Unlike most coding challenge approaches, this repo is written more like a library, with type annotations for documentation, and it uses a more OOP approach overall.



### General Patterns



-   snake_case used for file names unless the file is for a class, in which case PascalCase is used

-   each day has its own folder for its solution

-   strong type annotation is used throughout

-   OOP approach utilized over a more direct functional programming approach

-   verbose variables used instead of single-character alternatives

-   abstraction orients itself around the problem statement as opposed to the attempting to reduce functionality to bitwise operations



### Key Folders and Files



-   files at the root

    -   `main.py`: module entry point for repo, exposing the `print_solution_for_day` function

    -   `setup.cfg`: indicates any deviations from PEP 8 default styling rules

    -   `pyrightconfig.json`: indicates any deviations from Pyright default type-checking rules

-   `day_` folders for each day's files (e.g., `day_1`)

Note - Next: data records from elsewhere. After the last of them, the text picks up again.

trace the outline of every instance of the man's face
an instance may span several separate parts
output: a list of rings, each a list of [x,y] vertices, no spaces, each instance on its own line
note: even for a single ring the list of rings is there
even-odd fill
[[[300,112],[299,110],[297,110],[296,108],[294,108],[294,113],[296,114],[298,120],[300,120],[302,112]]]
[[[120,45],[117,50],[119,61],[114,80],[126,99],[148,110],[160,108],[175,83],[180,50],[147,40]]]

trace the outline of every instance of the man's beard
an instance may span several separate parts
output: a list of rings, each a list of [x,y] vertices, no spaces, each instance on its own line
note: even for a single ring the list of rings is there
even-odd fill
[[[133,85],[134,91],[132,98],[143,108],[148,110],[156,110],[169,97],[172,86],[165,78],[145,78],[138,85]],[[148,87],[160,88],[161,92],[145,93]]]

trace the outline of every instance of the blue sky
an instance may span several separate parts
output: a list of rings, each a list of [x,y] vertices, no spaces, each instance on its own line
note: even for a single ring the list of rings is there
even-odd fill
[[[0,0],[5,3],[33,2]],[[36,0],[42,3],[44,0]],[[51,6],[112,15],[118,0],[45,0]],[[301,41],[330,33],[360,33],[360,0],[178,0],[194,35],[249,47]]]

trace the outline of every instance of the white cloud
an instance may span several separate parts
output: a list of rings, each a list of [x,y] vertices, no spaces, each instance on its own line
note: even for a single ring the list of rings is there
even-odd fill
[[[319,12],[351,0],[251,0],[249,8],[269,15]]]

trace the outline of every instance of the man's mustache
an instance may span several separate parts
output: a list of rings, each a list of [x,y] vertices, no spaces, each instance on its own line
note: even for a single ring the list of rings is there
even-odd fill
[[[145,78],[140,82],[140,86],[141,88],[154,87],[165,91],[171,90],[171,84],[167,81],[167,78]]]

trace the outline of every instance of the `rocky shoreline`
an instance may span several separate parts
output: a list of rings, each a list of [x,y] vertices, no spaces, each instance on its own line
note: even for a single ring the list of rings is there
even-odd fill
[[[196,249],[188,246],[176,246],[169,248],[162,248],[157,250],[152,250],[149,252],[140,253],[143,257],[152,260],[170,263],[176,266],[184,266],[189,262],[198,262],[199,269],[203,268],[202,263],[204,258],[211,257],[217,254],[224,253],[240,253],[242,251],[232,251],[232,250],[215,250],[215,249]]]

    -   `solution.py`: code for solving that day's problem

    -   `data.txt`: puzzle input, individuated by AOC for each user

    -   `practice.txt`: general test input, provided by AOC in the initial question

-   `utils` folder for reusable code

    -   classes for common objects, indicated by PascalCase names (e.g., `SolutionResults.py`)

    -   granular functions for common tasks, indicated by snake_case names (e.g., `extract_data_from_file.py`)



### Code Examples



**Reusable class for working with coordinate pairs containing some sort of content in `utils/Cell.py`**



```py

class Cell:

    def __init__(self, x: int, y: int, content: str) -> None:

        self.x = x

        self.y = y

        self.content = content



    def __repr__(self) -> str:

        return f"({self.x}, {self.y}): {self.content}"



    def __hash__(self) -> int:

        return hash((self.x, self.y))



    def __eq__(self, other: object) -> bool:

        if isinstance(other, Cell):

            if self.x == other.x and self.y == other.y:

                return True

            else:

                return False

        else:

            return False



    def has_identical_x(self, other: object) -> bool:

        if isinstance(other, Cell):

            return self.x == other.x

        else:

            return False



    def has_identical_y(self, other: object) -> bool:

        if isinstance(other, Cell):

            return self.y == other.y

        else:

            return False

```



**Finds a sequence of cells containing digits from a grid in `day_3/solution.py`**



```py

def find_part_number(self, core_cell: Cell) -> PartNumber:

    cells: List[Cell] = [core_cell]

    left_cell = self.grid.get_left_cell(core_cell)

    right_cell = self.grid.get_right_cell(core_cell)

    while left_cell is not None and left_cell.content.isdigit():

        cells.insert(0, left_cell)

        left_cell = self.grid.get_left_cell(left_cell)

    while right_cell is not None and right_cell.content.isdigit():

        cells.append(right_cell)

        right_cell = self.grid.get_right_cell(right_cell)

    part_number = PartNumber(cells)

    return part_number

```



## Future Goals



I would to include solutions to each day's problems in multiple programming languages, with different versions emphasizing that specific language's unique idioms. If time permits, I would like to add these:



-   C

-   Java

-   Ruby

-   PHP

-   Perl

-   Lisp

-   Scala

-   Go

-   Rust

-   Haskell

-   Fortran



It would be cute to orient it as 12 Coding Languages of Christmas, if I end up being able to add all of them. If I really wanted to stretch, I could somehow do 25 languages total and include things like SQL.